Wirbel um die Busen-Plakate der FPÖ reißt nicht ab

Von vielen Seiten hat die Linzer FPÖ für ihre Sommerkampagne mit den provokanten Bikini-Plakaten Kritik einstecken müssen. Jetzt gibt es auch noch Ärger mit dem Fotomodel und der Miss Austria Corporation. Beide werfen den Freiheitlichen vor, nicht mit offenen Karten gespielt zu haben. Die Blauen dementieren.

„Die Dreharbeiten und das Tätowieren sind in unseren Fraktionsräumlichkeiten über die Bühne gegangen. Dort hängen auch Bilder von FPÖ-Politikern und es ist auch bekannt, dass ich Büroleiter des FPÖ-Vizebürgermeisters Detlef Wimmer und freiheitlicher Kommunalpolitiker bin!“ Sauer reagiert Christian Deutinger auf die Vorwürfe, dass bei der Sommerkampagne die Freiheitlichen dem Model verheimlicht haben sollen, dass es sich um eine Parteiwerbung handelt. Dass das „Versteckspiel“ für die Bevölkerung Teil der erfolgreichen Werbestrategie ist, streiten die Blauen nicht ab.

Das Logo der FPÖ fehlt auf allen Plakaten
Wie berichtet, ist auf den Plakaten Vize-„Miss Oberösterreich“ Diana Seyr im Bikini zu sehen. Auf der Brust trägt sie ein Tattoo mit der Aufschrift „Stolz auf Linz“. Ein Parteilogo der FPÖ ist allerdings nichts zu finden, lediglich ein kaum sichtbares Impressum am Rand des Plakats. Der Eindruck, dass es sich um eine Werbung der Stadt handelt, sorgte für Polit-Hickhack.

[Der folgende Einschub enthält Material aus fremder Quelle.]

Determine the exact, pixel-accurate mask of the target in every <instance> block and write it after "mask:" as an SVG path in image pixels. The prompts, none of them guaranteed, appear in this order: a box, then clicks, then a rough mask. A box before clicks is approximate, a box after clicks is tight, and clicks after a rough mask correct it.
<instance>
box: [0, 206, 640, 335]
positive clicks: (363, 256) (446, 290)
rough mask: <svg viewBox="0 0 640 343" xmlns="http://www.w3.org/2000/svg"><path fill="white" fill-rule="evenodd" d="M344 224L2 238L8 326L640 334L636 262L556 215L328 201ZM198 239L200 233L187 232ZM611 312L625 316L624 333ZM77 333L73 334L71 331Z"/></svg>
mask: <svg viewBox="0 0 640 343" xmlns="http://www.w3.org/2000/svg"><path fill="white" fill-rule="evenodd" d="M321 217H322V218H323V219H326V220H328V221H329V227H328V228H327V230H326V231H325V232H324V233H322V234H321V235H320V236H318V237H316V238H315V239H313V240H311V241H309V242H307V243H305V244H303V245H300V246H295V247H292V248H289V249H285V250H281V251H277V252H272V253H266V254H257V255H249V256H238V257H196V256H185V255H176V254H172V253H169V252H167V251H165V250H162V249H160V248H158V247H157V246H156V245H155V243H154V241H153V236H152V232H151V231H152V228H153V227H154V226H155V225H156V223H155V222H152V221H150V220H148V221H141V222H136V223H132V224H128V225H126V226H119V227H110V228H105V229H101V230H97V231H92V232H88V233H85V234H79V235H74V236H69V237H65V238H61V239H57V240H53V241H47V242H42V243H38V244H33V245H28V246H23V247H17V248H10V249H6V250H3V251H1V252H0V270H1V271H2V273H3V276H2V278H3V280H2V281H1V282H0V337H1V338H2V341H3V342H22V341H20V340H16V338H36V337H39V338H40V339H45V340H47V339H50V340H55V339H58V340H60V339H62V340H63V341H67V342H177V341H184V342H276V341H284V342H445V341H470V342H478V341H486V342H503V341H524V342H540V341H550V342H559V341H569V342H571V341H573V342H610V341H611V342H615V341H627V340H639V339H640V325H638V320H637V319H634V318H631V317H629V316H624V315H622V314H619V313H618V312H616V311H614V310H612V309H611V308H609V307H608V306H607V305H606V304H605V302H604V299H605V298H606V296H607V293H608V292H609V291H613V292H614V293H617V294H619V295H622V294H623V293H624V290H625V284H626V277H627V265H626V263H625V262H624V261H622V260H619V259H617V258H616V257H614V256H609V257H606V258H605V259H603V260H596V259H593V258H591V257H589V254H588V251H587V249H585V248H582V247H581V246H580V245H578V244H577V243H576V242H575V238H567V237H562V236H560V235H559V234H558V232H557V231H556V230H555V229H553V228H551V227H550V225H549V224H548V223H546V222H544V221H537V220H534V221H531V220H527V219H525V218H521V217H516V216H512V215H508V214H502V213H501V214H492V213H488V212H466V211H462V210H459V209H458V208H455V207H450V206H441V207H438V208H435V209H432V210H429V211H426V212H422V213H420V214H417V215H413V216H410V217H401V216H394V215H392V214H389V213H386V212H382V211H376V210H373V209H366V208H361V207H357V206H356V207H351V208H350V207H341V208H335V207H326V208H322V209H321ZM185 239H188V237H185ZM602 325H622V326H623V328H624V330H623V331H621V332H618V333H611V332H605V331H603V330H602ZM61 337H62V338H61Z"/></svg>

Miss Austria Corporation rudert zurück
Wohl auch deshalb rudert jetzt die Miss Austria Corporation zurück. Sie distanziert sich von Kampagne. Der Deal mit Seyr sei zu keinem Zeitpunkt mit dem Unternehmen abgestimmt gewesen. Es habe auch keine Zustimmung oder Einverständnis dafür gegeben. „Eine Befürwortung der Respektlosigkeit an Frauen liegt fern jeglicher Firmenphilosophie, die auf Talententwicklung und Unterstützung fußt. Darüber hinaus ist das Unternehmen überparteilich und neutral, was jegliche Parteiwerbung ohnehin ausschließt“, sagt Geschäftsführer Jörg Rigger.